So, sure, you don't need a DBT setup the next time you component shop, but to belittle the usefulness of the practice at the levels of design and research is like throwing away your hammer and thinking all you need is a screwdriver and saw to build a house. You just end up cheating yourself.
The whole thing has been debated for so long. I hear the new breed of audio equipment is being designed as I write by chimps on a strictly emotional basis.

Goodnight Nyquist.
Ray Charles used to swear by DBT.
Hell, my whole system can sound bad to me one week and a few days later it sounds great. So much is due to my mood, my ears, my work week, my Amex bill, the weather. Who knows? I think one's ears are so much more subjective than one's eyes.

that said, I have not done double blind testing but I have heard differences in cables that were immediately apparent; this was in speaker cables mostly and IC cables to a lesser extent, not power cords. I think power cord differences are extremely subtle if they exist at all.
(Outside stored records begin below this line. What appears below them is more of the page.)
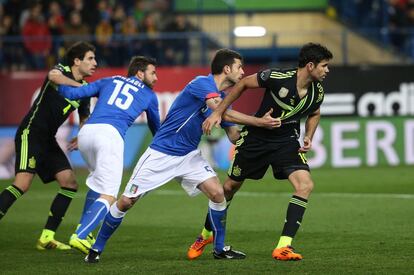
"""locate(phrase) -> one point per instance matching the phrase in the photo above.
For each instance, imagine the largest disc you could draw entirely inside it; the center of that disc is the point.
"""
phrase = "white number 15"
(121, 102)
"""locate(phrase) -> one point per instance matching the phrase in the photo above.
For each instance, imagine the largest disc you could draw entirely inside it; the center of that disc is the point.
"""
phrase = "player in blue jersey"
(173, 153)
(37, 150)
(293, 94)
(101, 140)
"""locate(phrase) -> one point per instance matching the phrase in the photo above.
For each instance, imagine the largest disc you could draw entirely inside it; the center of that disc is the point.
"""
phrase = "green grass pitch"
(358, 221)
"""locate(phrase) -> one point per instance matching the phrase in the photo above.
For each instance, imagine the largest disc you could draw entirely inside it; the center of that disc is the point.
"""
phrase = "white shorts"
(155, 169)
(102, 148)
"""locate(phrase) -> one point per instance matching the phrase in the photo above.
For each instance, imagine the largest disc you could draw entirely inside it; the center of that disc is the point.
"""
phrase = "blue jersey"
(120, 101)
(181, 131)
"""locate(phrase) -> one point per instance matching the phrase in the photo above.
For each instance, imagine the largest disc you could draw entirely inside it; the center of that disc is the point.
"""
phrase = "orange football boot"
(286, 253)
(197, 248)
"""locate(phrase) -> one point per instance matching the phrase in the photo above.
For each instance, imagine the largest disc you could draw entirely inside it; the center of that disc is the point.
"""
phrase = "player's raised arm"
(57, 77)
(267, 121)
(73, 93)
(215, 118)
(310, 127)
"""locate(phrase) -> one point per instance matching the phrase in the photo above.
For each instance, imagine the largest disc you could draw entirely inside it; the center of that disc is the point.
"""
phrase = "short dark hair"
(222, 58)
(313, 52)
(78, 50)
(139, 63)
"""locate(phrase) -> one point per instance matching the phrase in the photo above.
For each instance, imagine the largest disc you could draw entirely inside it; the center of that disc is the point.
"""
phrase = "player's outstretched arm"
(59, 78)
(73, 93)
(310, 127)
(233, 133)
(215, 118)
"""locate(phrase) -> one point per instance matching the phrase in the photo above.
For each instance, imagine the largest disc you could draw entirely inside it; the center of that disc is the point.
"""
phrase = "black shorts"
(253, 156)
(39, 155)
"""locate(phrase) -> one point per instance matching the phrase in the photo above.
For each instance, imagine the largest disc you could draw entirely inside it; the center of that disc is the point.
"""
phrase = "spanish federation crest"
(236, 171)
(283, 92)
(133, 189)
(32, 163)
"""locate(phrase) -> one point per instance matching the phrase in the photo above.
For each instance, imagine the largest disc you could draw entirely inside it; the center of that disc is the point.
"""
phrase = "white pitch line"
(284, 194)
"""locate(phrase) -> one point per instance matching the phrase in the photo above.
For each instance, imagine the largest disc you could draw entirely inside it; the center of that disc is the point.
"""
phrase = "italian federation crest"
(283, 92)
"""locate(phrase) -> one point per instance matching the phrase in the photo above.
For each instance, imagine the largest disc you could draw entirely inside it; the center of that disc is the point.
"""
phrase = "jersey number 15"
(122, 88)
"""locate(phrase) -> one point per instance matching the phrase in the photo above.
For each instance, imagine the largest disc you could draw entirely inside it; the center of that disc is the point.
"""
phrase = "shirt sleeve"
(153, 115)
(84, 109)
(73, 93)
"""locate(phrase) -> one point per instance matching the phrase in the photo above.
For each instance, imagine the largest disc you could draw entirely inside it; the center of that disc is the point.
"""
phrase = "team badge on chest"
(283, 92)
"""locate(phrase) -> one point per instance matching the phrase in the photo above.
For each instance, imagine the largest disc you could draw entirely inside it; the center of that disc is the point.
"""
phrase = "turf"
(359, 221)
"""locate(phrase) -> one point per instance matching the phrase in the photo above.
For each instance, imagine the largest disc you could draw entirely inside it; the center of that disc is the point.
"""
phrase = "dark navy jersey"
(50, 109)
(281, 94)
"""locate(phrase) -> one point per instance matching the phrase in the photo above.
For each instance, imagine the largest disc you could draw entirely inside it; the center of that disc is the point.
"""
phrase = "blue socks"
(217, 213)
(91, 197)
(92, 217)
(111, 222)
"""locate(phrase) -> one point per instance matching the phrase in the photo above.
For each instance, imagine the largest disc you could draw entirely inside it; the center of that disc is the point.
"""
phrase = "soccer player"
(101, 139)
(173, 153)
(37, 151)
(292, 94)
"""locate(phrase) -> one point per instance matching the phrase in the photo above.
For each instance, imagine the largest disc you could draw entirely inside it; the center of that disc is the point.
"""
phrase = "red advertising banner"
(17, 89)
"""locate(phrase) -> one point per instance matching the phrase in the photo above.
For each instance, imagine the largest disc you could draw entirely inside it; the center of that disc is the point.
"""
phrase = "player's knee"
(217, 195)
(126, 203)
(69, 183)
(305, 187)
(230, 188)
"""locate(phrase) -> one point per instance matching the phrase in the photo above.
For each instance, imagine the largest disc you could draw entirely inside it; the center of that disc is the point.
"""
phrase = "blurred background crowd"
(34, 34)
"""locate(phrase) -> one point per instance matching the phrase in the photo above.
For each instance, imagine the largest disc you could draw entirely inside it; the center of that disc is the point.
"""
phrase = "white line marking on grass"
(284, 194)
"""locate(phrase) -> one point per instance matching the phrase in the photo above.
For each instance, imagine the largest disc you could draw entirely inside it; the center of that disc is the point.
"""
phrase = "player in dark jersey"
(37, 151)
(293, 94)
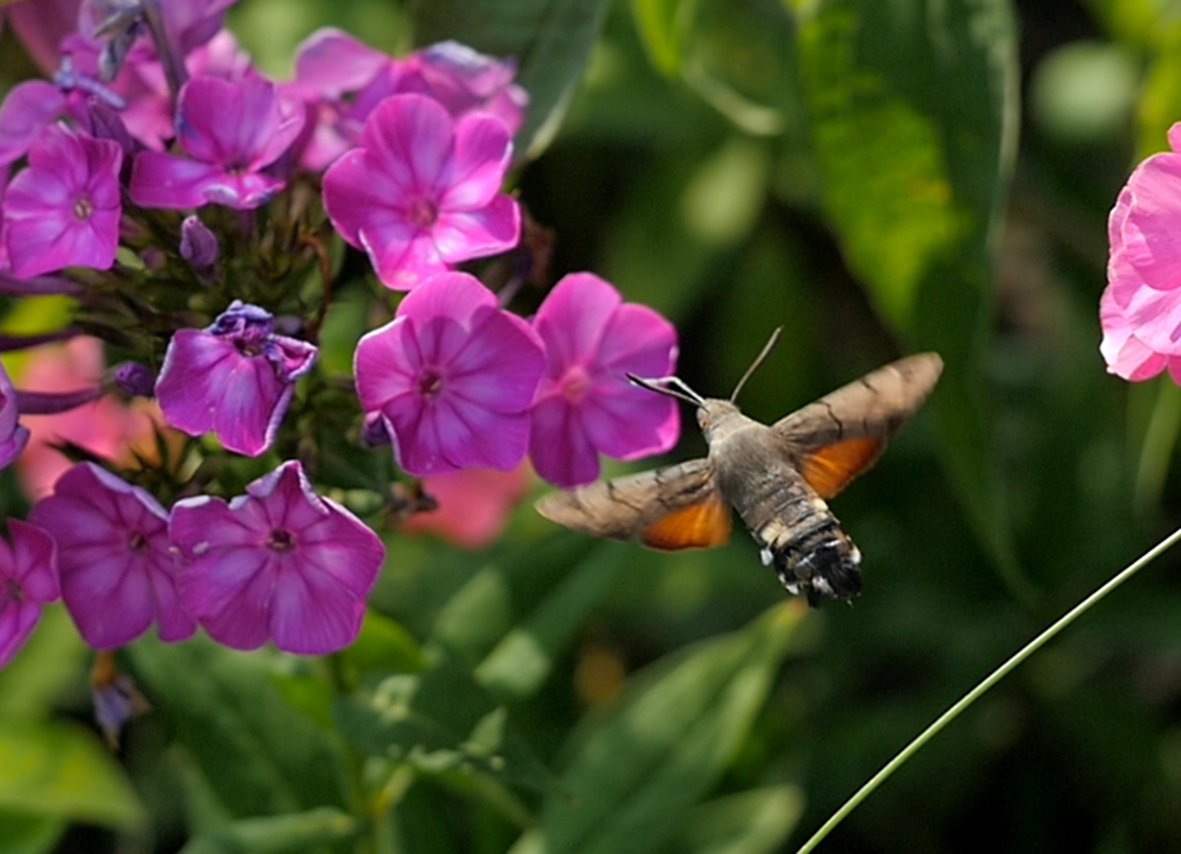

But do I buy the aftermarket powercords? You bet. why not it's fun.

One last story, I put new Siltech speaker cables into my system a couple of years ago and put on the first CD to listen. My wife came into the listening room and said "Wow that sounds so much better." I was floored; in all previous upgrades she had never had a strong point of view or was somewhat cynical.
The old "my wife came into the room" anecdotal evidence bit. I'm floored myself. You know what, whatever I put in my system and even when listening to my second system, my wife tells me it all sounds great to her. A pleasant and joyful thing it is to be thankful.
Cables are the biggest rip off in HiFi audio. Been there-done-that, wasted LOTS of $$!
The only blind test I'd be comfortable with would in my own system with music I'm familiar with. Any other method would introduce too many variables.